SlamData / Datavail Conference Interview
Join Datavail’s Chuck Ezell and GG Gaidhane, as well as SlamData’s Jeff Carr as they discuss overcoming the challenges of traditional data warehousing. One of them being getting all of the relational data into the data warehouse takes a lot of transformative processing. Find out more.
Stephen Faig: Welcome to Data Summit 2016 in New York City. I’m Stephen Faig, director of database trends and applications in unisphere research. Here with Jeff Carr of SlamData, Chuck Ezell of DataVail, and GG of DataVail. How are the needs around developing solutions quicker changing the capabilities enterprises need around data warehousing?

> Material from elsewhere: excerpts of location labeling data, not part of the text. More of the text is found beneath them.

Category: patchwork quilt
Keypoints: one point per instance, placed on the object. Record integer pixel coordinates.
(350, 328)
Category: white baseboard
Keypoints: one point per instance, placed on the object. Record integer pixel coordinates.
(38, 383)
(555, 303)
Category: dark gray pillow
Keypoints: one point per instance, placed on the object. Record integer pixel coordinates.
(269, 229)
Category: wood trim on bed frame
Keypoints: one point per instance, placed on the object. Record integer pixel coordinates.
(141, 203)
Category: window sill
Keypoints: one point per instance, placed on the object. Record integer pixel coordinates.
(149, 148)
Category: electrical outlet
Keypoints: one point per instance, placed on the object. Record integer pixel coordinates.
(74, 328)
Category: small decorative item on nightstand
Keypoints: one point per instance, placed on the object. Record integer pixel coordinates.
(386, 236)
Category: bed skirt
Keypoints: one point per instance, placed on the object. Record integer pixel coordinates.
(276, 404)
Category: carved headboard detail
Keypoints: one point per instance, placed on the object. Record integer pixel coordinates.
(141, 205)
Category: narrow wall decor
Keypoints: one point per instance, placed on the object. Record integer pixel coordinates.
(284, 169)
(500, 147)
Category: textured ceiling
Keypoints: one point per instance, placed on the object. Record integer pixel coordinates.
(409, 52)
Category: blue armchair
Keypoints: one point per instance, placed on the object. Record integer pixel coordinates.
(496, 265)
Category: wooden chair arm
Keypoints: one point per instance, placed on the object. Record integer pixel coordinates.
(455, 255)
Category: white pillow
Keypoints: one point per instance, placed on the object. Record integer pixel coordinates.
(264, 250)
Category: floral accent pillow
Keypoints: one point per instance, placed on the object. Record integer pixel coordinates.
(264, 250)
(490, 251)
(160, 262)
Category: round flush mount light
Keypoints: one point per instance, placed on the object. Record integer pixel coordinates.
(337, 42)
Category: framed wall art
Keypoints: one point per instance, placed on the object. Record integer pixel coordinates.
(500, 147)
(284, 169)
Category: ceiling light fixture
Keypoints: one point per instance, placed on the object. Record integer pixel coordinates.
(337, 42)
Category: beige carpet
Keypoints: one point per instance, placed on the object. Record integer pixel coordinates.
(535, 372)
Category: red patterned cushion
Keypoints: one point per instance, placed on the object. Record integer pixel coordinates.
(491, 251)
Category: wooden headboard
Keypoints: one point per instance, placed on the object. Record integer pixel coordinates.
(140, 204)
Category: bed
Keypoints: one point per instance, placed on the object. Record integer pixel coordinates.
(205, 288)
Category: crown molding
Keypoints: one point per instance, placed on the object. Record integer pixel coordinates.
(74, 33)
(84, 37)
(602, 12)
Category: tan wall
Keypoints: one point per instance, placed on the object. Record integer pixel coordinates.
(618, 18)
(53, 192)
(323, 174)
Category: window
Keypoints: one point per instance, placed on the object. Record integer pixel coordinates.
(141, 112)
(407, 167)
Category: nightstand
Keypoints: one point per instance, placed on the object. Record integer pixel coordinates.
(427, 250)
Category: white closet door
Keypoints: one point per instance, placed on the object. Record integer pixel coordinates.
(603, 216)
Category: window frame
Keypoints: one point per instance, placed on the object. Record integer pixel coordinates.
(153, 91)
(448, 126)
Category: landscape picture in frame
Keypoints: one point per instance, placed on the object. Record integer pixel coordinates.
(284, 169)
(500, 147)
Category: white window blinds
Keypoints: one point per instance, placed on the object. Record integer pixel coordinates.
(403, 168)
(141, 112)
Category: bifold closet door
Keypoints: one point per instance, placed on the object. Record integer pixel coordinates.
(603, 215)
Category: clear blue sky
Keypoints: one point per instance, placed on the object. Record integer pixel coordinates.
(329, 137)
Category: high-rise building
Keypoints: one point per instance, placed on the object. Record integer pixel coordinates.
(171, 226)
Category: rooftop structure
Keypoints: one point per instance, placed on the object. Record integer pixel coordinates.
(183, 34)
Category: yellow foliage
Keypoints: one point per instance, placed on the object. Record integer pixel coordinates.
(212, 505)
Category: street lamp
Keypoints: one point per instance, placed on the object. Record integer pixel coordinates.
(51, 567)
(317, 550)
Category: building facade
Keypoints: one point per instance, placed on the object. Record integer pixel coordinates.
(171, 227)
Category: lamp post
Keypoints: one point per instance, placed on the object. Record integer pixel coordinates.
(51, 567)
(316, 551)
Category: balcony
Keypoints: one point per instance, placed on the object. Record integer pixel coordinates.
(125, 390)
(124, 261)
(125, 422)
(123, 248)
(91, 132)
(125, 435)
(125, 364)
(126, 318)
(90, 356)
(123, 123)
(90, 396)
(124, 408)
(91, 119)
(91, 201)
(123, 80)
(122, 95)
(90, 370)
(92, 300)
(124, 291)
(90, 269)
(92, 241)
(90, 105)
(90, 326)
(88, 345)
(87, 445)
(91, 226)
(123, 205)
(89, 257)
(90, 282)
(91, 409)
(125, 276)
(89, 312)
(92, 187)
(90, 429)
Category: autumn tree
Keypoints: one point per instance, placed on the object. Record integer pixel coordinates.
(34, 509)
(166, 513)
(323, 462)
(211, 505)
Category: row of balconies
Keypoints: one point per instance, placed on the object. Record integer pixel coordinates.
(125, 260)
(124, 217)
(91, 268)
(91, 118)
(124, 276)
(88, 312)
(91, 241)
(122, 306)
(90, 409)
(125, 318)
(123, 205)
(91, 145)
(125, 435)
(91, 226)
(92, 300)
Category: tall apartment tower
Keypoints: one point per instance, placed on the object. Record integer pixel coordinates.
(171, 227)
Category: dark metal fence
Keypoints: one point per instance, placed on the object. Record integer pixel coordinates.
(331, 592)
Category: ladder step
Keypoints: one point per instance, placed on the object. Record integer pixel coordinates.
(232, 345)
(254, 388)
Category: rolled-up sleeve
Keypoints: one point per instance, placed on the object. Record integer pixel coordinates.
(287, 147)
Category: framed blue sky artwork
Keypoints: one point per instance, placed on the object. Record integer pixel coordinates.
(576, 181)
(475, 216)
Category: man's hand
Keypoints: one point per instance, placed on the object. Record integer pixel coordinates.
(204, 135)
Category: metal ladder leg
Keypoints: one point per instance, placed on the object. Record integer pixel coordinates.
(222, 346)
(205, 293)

Chuck Ezell: There are a lot of different challenges that we face when we’re getting data out of all these ERP systems, CRM systems, Oracle EBS for example, the powerful system, there’s a lot of great relational data there, but getting it into the data warehouse takes a lot of transformative processing, a lot of energy related to extracting that data, transforming it, and loading it into the traditional warehouse that we have today, this star scheme of structure. Once we get it in there, we’ve got to be able to present it. Then we’ve got all the other issues on the other end of how do you then deal with the performance problems and other things related to our star scheme, our structure with a performance, or even the end to end development or trying to capture things like a perishable insights. With this whole ETL process, there are a lot … There’s a lot of energy involved in monitoring and developing and when the jobs fail there’s a lot of issues or daily activity wrapped around just making sure these things run.
What we wanted to do in our presentation was say, “Look, is there a better way? Is there a way we can eliminate this energy and structure that we have around transforming this data?” Here we have this opportunity to introduce a very unstructured JSON database perhaps Mongo database. We can extract the data and not do all the transformative activity, drop it into some type of great no sequel data store. Then we have a problem. We’ve got all this great data, all this JSON data that’s in this Mongo database for example, what do we do with it? We’ve got to represent it. We’ve got to be able to present the analytics from it. We wanted to also present some other options of how can we then transition from just having a lot of data JSON data into a way to represent this data in a nice analytical way.
GG: We can run all data exploration like that, jump, or even simple reports without having that entire ETL process. We can use something like SlamData, which works great with MongoDB, and we can have all the interactive reports quickly in time. That’s the, I think, fastest kind of market we can have.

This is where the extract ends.